Yes it will work.
Be careful though that if you do bias=nn.Parameter(torch.zeros(512,)).repeat(batch,1), the python vairable bias will not contain the original Parameter object and is not the tensor that will be optimized.
You would need to do:
Because in the one liner, the variable that you get is not a leaf tensor and so will not have it’s gradient saved. Meaning you won’t be able to optimize it:
import torch
from torch import nn
a = nn.Parameter(torch.rand(10))
b = a.repeat(2)
b.sum().backward()
print("b is leaf: ",b.is_leaf) # False
print("b.grad: ", b.grad) # None
print("a is leaf: ",a.is_leaf) # True
print("a.grad: ", a.grad) # some gradients
a = nn.Parameter(torch.rand(10)).repeat(2)
a.sum().backward()
print("a is leaf: ",a.is_leaf) # False
print("a.grad: ", a.grad) # None
That’s my point,
You should register bias_for_optim in the module and for the optimization.
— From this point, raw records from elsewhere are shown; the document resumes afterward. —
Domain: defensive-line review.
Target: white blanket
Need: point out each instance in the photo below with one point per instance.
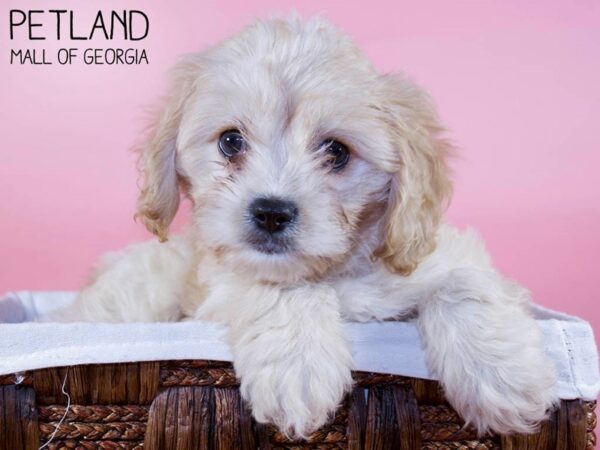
(389, 347)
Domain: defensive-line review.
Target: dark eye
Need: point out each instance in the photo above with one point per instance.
(338, 153)
(231, 142)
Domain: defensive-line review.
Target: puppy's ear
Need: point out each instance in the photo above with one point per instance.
(420, 186)
(158, 200)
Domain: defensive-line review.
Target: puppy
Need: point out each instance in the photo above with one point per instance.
(318, 187)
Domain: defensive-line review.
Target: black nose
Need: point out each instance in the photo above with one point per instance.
(272, 214)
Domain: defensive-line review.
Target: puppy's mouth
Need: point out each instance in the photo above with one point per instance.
(270, 244)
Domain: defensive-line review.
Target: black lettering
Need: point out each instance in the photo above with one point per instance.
(75, 38)
(146, 25)
(14, 24)
(31, 24)
(58, 12)
(122, 20)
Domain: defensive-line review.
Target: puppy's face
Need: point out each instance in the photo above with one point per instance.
(296, 155)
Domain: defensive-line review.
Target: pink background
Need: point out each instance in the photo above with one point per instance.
(517, 83)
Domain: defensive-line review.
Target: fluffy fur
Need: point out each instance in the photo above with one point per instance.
(368, 243)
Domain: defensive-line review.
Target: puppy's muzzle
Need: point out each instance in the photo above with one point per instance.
(271, 223)
(273, 215)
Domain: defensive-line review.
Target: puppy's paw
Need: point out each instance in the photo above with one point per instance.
(299, 395)
(504, 399)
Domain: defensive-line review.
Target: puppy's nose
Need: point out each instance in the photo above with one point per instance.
(272, 214)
The bias=bias_for_optim.repeat(batch,1) should only be done during the forward pass.
Ah okei, I wanted to avoid calling repeat in each forward step for efficience. However I suppose .repeat() is good optimized (at least would be much quicker than looping at python level)
Yes, I was talking more about memory reservation, however pytorch pool memory allocator should not have problems at this level, my intention was to have all memory allocated to avoid the typical problems that arise when you allocate and deallocate dynamically.